My next response is that there may be people that are sitting at your company today, employed by your company that have the aptitude and the desire to go get those certifications. They know your business, they know presumably a lot of your legacy systems. If they're on an on-premise data center, folks that want to move into the cloud, the time and money and energy you would take to train those folks versus versus, or any other staffing company for that matter to go find those 10 people.

You're probably going to get there faster. If you invest in the core people that you have on your payroll today, then asking me to go find them today.

Jan Jedlinski: Re-skill essentially right?

Re-skilling

Jon Beck: up-skilling leveling up. Re-skilling yeah. And you know, there's a lot of companies, there's boot camps and there's, there's a lot of options today.

Some better designs than others. I think some of the bootcamps. And I'm generalizing here. Because some of them are really good, but some of them purport to take somebody off the street with no context or prior experience in computers and have them be a developer in eight weeks. Is irresponsible. That's not possible and they're not going to be, they're not going to be trained and skilled to go get a job.

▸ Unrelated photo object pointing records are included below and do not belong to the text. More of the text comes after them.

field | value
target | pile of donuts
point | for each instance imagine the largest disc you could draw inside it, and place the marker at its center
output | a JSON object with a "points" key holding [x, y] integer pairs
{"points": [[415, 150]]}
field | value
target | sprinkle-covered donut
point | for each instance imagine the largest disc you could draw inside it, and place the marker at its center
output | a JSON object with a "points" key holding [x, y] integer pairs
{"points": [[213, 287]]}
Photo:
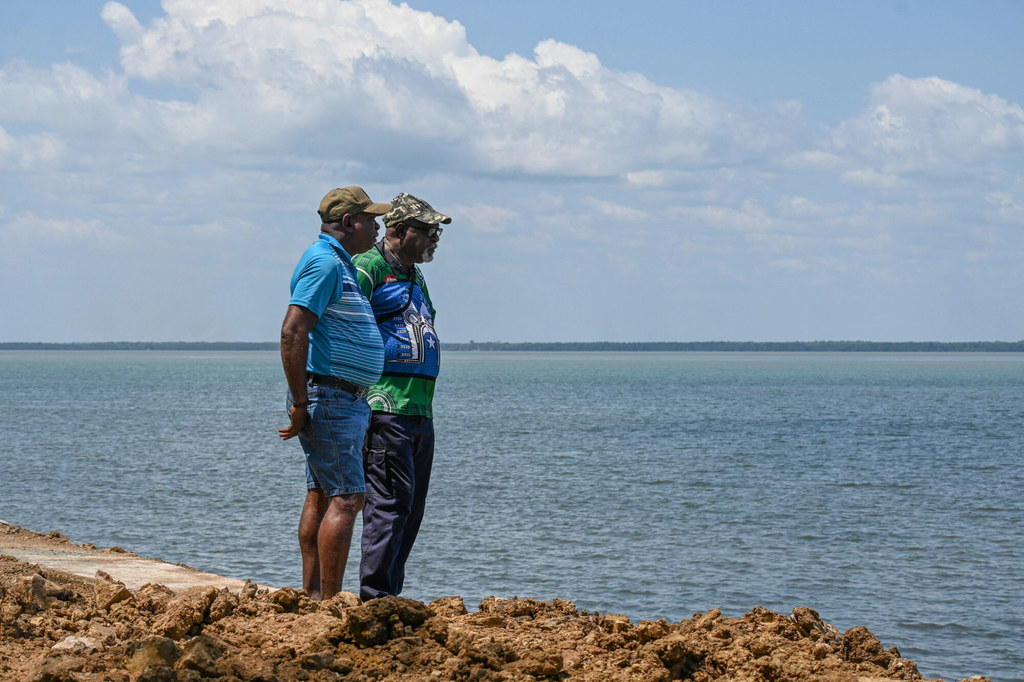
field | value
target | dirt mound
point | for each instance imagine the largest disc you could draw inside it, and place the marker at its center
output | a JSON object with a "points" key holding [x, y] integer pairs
{"points": [[57, 627]]}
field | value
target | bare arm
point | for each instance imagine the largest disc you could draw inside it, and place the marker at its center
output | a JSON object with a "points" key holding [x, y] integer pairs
{"points": [[294, 349]]}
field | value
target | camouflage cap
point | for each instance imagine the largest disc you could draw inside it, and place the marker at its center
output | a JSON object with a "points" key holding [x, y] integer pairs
{"points": [[408, 207], [349, 200]]}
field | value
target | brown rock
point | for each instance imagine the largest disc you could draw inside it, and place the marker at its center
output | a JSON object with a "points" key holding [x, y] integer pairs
{"points": [[201, 654], [859, 645], [185, 611], [152, 654], [378, 621], [449, 606], [56, 669]]}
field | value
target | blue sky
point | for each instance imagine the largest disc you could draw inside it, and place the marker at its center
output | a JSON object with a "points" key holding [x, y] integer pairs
{"points": [[642, 171]]}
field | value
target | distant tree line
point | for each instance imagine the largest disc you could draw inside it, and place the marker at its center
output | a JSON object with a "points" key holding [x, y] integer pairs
{"points": [[778, 346], [773, 346], [145, 345]]}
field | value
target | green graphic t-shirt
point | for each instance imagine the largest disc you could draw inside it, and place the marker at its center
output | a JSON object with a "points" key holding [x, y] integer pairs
{"points": [[406, 317]]}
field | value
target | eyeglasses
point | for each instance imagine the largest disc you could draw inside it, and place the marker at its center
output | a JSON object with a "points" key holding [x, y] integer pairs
{"points": [[431, 230]]}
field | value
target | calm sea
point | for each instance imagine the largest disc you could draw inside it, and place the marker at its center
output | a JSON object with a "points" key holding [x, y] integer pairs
{"points": [[881, 489]]}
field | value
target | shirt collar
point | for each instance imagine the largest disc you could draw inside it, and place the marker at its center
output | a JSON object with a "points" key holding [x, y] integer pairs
{"points": [[335, 244]]}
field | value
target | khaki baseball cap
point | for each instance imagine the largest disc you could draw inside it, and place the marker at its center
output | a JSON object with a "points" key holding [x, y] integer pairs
{"points": [[349, 200]]}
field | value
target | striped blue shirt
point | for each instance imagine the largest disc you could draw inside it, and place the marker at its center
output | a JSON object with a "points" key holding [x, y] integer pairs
{"points": [[345, 341]]}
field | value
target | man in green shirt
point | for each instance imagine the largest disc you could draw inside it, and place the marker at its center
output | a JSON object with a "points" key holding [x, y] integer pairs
{"points": [[399, 446]]}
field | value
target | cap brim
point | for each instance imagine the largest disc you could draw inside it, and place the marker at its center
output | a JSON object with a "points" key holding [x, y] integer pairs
{"points": [[432, 218], [377, 209]]}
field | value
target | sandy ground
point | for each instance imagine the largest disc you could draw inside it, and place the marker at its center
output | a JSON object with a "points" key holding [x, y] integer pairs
{"points": [[58, 625]]}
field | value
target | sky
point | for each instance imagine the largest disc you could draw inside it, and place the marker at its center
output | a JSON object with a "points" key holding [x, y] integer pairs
{"points": [[672, 170]]}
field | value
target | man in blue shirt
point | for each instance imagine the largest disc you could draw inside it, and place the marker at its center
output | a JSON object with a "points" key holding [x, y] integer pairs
{"points": [[332, 352]]}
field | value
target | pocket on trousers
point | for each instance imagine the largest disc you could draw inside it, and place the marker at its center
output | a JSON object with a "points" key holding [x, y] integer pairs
{"points": [[378, 475]]}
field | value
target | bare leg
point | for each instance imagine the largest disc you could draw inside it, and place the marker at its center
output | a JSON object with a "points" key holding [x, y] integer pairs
{"points": [[334, 539], [309, 522]]}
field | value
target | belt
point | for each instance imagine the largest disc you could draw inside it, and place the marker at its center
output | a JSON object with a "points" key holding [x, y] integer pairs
{"points": [[334, 382]]}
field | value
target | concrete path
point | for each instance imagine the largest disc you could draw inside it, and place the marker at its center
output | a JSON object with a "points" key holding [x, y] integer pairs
{"points": [[134, 571]]}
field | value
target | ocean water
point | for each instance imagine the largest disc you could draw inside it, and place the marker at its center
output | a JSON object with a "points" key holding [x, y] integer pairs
{"points": [[880, 489]]}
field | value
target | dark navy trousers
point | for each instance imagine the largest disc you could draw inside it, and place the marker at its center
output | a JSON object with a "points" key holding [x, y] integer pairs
{"points": [[396, 462]]}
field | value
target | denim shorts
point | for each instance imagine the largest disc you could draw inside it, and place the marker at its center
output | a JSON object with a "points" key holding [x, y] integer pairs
{"points": [[332, 440]]}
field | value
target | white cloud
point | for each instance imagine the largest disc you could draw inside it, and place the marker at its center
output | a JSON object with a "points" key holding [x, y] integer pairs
{"points": [[28, 227], [617, 211], [485, 218], [931, 125]]}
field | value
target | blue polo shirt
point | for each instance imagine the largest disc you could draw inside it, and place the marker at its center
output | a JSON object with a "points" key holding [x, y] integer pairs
{"points": [[345, 341]]}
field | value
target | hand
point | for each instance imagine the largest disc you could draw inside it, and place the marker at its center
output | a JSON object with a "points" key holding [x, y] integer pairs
{"points": [[299, 420]]}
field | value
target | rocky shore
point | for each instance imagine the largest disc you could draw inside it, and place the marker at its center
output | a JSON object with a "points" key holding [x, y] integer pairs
{"points": [[55, 626]]}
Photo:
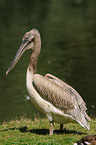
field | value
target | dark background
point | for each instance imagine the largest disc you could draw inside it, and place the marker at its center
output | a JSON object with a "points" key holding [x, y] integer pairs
{"points": [[68, 33]]}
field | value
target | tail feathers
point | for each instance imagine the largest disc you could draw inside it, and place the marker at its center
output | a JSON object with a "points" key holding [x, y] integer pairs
{"points": [[81, 117]]}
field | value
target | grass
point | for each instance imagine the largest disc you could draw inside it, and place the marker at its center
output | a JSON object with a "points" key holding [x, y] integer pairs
{"points": [[27, 132]]}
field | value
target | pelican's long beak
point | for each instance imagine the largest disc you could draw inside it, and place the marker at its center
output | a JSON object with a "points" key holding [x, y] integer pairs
{"points": [[18, 55]]}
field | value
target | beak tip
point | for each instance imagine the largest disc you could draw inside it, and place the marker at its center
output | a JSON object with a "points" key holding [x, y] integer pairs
{"points": [[6, 72]]}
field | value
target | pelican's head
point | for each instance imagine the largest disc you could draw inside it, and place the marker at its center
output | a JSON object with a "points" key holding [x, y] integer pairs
{"points": [[28, 42]]}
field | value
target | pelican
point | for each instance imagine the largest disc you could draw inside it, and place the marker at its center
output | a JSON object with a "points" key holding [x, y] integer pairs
{"points": [[53, 97]]}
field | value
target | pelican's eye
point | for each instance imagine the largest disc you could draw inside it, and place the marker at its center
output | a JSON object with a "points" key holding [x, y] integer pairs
{"points": [[26, 39]]}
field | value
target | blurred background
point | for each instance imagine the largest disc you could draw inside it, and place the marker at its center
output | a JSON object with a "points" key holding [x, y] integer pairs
{"points": [[68, 34]]}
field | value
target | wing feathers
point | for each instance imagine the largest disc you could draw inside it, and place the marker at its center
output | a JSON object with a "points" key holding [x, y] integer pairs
{"points": [[53, 93]]}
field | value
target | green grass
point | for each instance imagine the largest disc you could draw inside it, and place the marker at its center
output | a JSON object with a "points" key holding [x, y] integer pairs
{"points": [[27, 132]]}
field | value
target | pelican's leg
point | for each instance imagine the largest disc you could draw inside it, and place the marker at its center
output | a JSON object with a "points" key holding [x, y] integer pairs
{"points": [[51, 128], [61, 127]]}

I think the companies that are doing more of the continuing education, and again, leveling up, have real value. We're dipping our toe into it to see if it makes sense that we continue to scale it. But we also are very self-aware to say we don't have any aspirations of becoming a full blown training company.

Yeah.

Jan Jedlinski: Okay, cool. Thanks so much for that. Then when you talk about your customers, you know, with a little bit over six years in the market, I think, you know, versus is still a pretty young company, but already super successful with clients like Tesla or Uber or Facebook. That's just to mention a few that you work with.

Tell us, what are your secrets? What is your secret sauce actually to win those clients or retain those clients or be actually successful with those clients?

Jon Beck: Yeah, and I wish I had an answer that would describe some secret technology or process that was revolutionary and different. And if I did, I probably wouldn't have sold that as a product itself.

You know, our success is because of our process and our people, every recruiter. Whether you're an internal corporate recruiter, working for an agency has access to the same tools, LinkedIn recruiter licenses, and Gustav, and indeed, and, you know, pick your favorite job board and tool by the estimates of all those suppliers and technology companies, themselves, most recruiters leverage maybe 25% of the functions that the tools provide. And so going back to your previous question around training, we invest a lot of time and energy in training folks to become the best versions of themselves. And with that, we look for people that want to get better at their craft.

You can make a healthy living in this industry by going through the motions and, you know, pushing paper and flipping resumes. That's not who we are. We want people that really have a desire to become really good professional sourcers, because you have to be, somebody is looking for that next generation software development stack talent.

You're not going to go post something and get a bunch of inbound resumes and go places. The person is not going to happen yet. You have to know how to go find them and have a conversation where you're credible and can sell the company that you're presenting. Those are real skills and that's why we've been successful.

The other thing is focus. We're good at saying no, it's tempting as a fast growing company in a very hyper competitive and hyper-growth market to take on everything. It's really hard, but we've been good at it to saying we're good at this. And we're going to stay within our lane. And while this opportunity sounds good, it's just not who we are.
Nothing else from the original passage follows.